What problem is presented by encountering a novel word-pair when
calculating the joint probability of a word sequence? How can these
problems be overcome?
Encountering a novel word-pair when calculating the joint probability of a word sequence presents the problem of data sparsity, where the word-pair has not been seen in the training data, leading to a probability estimate of zero. This makes the model unable to handle unseen word combinations effectively.
To overcome these problems, techniques like smoothing and back-off models are used. Smoothing assigns a small probability to unseen word-pairs by redistributing some probability mass from more frequent pairs. Back-off models, on the other hand, fall back to calculating the probability of smaller units (like single words) when the data for larger units (like word pairs) is insufficient or unavailable. These methods help in dealing with the zero-probability issue in sparse data scenarios.
Describe how a search mechanism can be adapted to solve problems like the
8-tile puzzle or the Farmer-Fox-Goose problem.
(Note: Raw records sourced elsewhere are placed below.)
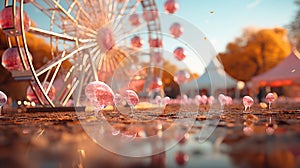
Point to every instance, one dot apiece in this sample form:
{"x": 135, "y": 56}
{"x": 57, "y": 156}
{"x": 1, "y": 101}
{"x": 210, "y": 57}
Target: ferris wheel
{"x": 88, "y": 40}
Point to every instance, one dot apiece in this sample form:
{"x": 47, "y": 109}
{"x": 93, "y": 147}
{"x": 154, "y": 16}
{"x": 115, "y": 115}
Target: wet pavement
{"x": 176, "y": 136}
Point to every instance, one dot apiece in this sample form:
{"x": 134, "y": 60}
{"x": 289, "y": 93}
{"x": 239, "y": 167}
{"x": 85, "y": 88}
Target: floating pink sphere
{"x": 158, "y": 100}
{"x": 156, "y": 84}
{"x": 11, "y": 59}
{"x": 103, "y": 95}
{"x": 181, "y": 158}
{"x": 222, "y": 99}
{"x": 134, "y": 19}
{"x": 176, "y": 30}
{"x": 166, "y": 100}
{"x": 210, "y": 100}
{"x": 118, "y": 98}
{"x": 90, "y": 90}
{"x": 179, "y": 53}
{"x": 156, "y": 58}
{"x": 197, "y": 99}
{"x": 150, "y": 15}
{"x": 7, "y": 21}
{"x": 228, "y": 100}
{"x": 136, "y": 42}
{"x": 131, "y": 97}
{"x": 247, "y": 102}
{"x": 171, "y": 6}
{"x": 105, "y": 38}
{"x": 32, "y": 97}
{"x": 3, "y": 98}
{"x": 155, "y": 43}
{"x": 181, "y": 76}
{"x": 270, "y": 98}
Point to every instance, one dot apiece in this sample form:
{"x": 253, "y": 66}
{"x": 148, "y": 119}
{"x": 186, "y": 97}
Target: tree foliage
{"x": 294, "y": 27}
{"x": 255, "y": 52}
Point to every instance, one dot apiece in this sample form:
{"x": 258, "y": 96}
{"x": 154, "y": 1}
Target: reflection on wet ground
{"x": 175, "y": 137}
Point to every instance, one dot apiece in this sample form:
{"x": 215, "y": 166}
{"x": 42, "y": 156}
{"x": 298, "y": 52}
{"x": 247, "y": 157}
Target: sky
{"x": 230, "y": 17}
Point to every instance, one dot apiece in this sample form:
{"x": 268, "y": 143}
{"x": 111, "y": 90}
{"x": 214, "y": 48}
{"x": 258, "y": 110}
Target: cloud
{"x": 253, "y": 4}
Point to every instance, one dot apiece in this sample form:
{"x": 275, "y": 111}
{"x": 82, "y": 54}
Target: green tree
{"x": 255, "y": 52}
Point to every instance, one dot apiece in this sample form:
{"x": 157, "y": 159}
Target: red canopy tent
{"x": 285, "y": 73}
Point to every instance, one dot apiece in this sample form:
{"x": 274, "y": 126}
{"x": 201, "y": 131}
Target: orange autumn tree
{"x": 255, "y": 52}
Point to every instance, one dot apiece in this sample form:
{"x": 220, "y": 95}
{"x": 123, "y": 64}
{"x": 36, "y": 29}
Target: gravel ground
{"x": 257, "y": 138}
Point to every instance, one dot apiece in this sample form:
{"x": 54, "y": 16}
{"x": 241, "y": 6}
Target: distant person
{"x": 260, "y": 94}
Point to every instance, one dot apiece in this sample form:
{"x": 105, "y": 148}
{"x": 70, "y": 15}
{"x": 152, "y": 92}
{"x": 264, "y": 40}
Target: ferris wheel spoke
{"x": 91, "y": 6}
{"x": 103, "y": 10}
{"x": 66, "y": 85}
{"x": 120, "y": 12}
{"x": 53, "y": 34}
{"x": 117, "y": 22}
{"x": 60, "y": 59}
{"x": 121, "y": 33}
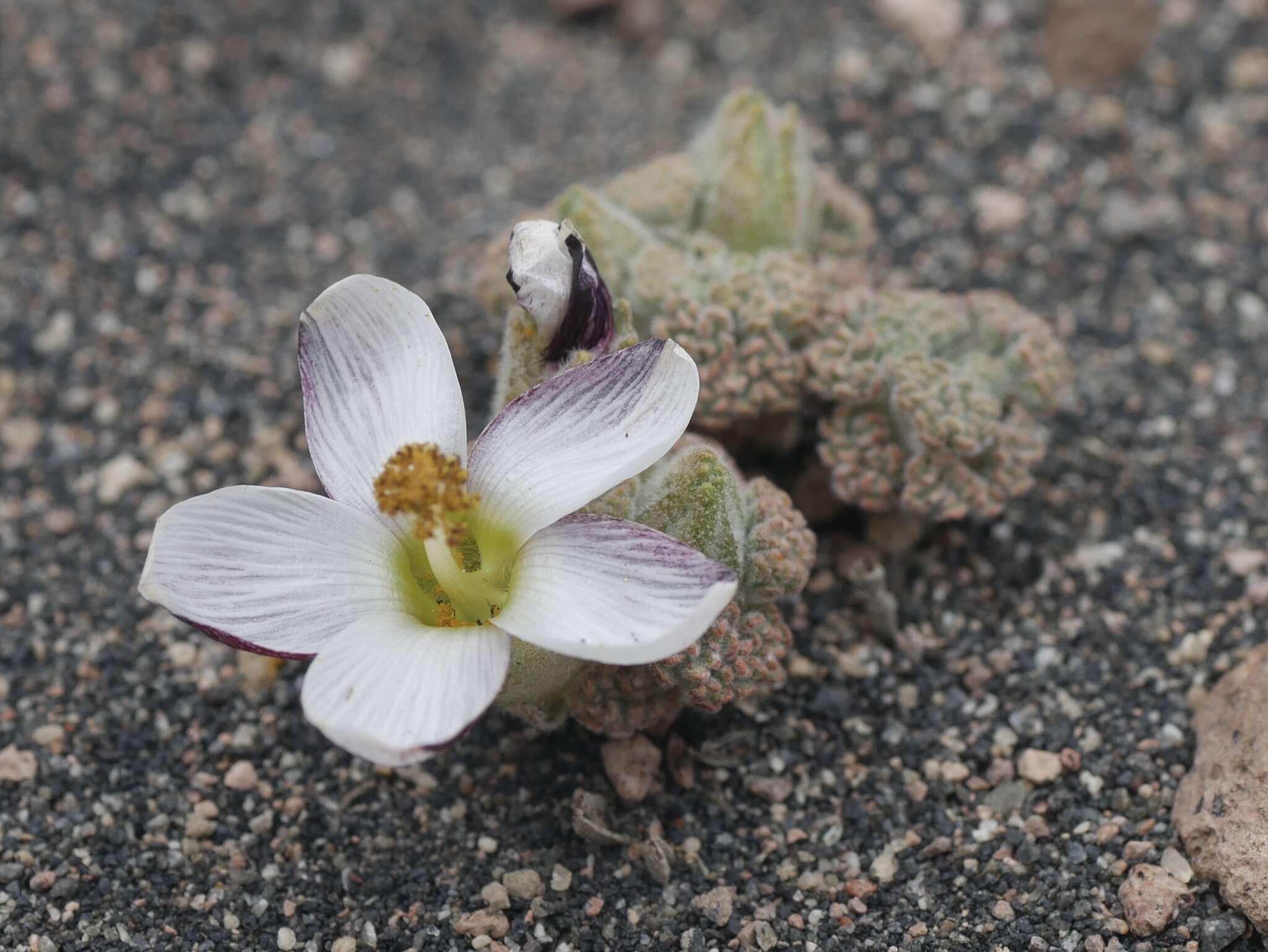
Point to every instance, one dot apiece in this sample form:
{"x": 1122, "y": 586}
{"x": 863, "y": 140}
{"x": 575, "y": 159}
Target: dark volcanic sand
{"x": 179, "y": 179}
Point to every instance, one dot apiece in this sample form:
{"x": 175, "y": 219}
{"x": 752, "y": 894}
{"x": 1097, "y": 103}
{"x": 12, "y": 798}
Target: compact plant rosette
{"x": 436, "y": 579}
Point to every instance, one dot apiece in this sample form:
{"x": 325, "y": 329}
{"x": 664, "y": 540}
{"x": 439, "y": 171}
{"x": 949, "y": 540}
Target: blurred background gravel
{"x": 179, "y": 179}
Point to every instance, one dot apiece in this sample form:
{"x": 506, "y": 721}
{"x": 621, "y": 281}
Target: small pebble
{"x": 523, "y": 884}
{"x": 1039, "y": 766}
{"x": 241, "y": 776}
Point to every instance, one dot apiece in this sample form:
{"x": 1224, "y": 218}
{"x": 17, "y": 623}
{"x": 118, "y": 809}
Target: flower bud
{"x": 555, "y": 278}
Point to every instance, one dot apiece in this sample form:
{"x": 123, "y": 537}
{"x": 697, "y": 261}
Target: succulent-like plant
{"x": 698, "y": 496}
{"x": 751, "y": 256}
{"x": 934, "y": 400}
{"x": 695, "y": 495}
{"x": 728, "y": 248}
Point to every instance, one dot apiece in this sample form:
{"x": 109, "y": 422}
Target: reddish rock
{"x": 632, "y": 766}
{"x": 1091, "y": 42}
{"x": 1152, "y": 898}
{"x": 1219, "y": 808}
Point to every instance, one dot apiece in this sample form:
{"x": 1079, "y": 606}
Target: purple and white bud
{"x": 555, "y": 278}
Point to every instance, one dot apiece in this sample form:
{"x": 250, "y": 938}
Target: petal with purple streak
{"x": 577, "y": 435}
{"x": 394, "y": 691}
{"x": 613, "y": 591}
{"x": 271, "y": 571}
{"x": 377, "y": 376}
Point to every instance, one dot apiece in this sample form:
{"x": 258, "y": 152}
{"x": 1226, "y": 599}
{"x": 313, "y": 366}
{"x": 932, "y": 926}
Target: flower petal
{"x": 613, "y": 591}
{"x": 377, "y": 374}
{"x": 271, "y": 571}
{"x": 394, "y": 691}
{"x": 577, "y": 435}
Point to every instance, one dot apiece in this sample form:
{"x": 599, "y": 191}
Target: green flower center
{"x": 456, "y": 568}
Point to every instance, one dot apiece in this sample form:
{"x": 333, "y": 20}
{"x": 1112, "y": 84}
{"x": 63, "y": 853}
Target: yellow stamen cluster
{"x": 421, "y": 481}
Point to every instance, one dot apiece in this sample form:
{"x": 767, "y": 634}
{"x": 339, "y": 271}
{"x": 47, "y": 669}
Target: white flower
{"x": 411, "y": 581}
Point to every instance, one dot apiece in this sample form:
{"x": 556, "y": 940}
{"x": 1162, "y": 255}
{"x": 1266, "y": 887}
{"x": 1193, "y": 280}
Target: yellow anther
{"x": 446, "y": 617}
{"x": 421, "y": 481}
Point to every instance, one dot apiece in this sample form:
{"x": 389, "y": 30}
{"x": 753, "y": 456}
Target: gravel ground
{"x": 179, "y": 179}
To solve problems like the 8-tile puzzle or the Farmer-Fox-Goose problem, a search mechanism typically involves defining a state space, where each state represents a possible configuration of the problem. The search algorithm then systematically explores this space, moving from one state to another via legal moves or actions, until it reaches a goal state.
For example, in the 8-tile puzzle, states represent different tile arrangements, and actions are tile moves. In the Farmer-Fox-Goose problem, states are different distributions of the characters across the river, and actions are the farmer’s choices of who to ferry across the river.
Common search algorithms used include depth-first search, breadth-first search, or more advanced strategies like A* search, which can be guided by heuristics to find the optimal solution efficiently.
Describe how the MiniMax algorithm can be used to solve adversary-search
problems, such as chess or the OXO game. What are the main limitations of
the MiniMax algorithm?
The MiniMax algorithm solves adversarial search problems like chess or OXO by simulating all possible moves and their outcomes for both players. It assumes that both players play optimally and alternates between maximizing the player’s advantage and minimizing the opponent’s advantage, thereby choosing the best possible move.
Main limitations of the MiniMax algorithm include:
Computational Complexity: The number of possible moves in games like chess is enormous, leading to a vast search tree that is computationally expensive to explore fully.
Requirement for Effective Heuristics: For deeper search trees, effective heuristics are needed to evaluate game positions and make practical decisions without exploring the entire tree.
D with a value of 3.
Describe how α−β pruning improves the performance of adversary search
algorithms. You may use an appropriate example to illustrate your answer.
Alpha-Beta (α-β) pruning improves the performance of adversarial search algorithms by reducing the number of nodes evaluated in the search tree. It works by eliminating branches that don’t influence the final decision.
In this process, two values, alpha (α) and beta (β), are maintained. Alpha is the best value that the maximizer currently guarantees at that level or above, and beta is the best value that the minimizer currently guarantees. If at any point alpha becomes greater than or equal to beta (α ≥ β), the branch is pruned, as it won’t affect the final outcome.
For example, in a game like chess, if the maximizer has found a move with a value of +3, and on another branch, the minimizer can force a move with a value of -2, the maximizer will never choose this branch, so further exploration of it is unnecessary. This way, α-β pruning skips evaluating many nodes, significantly speeding up the search process.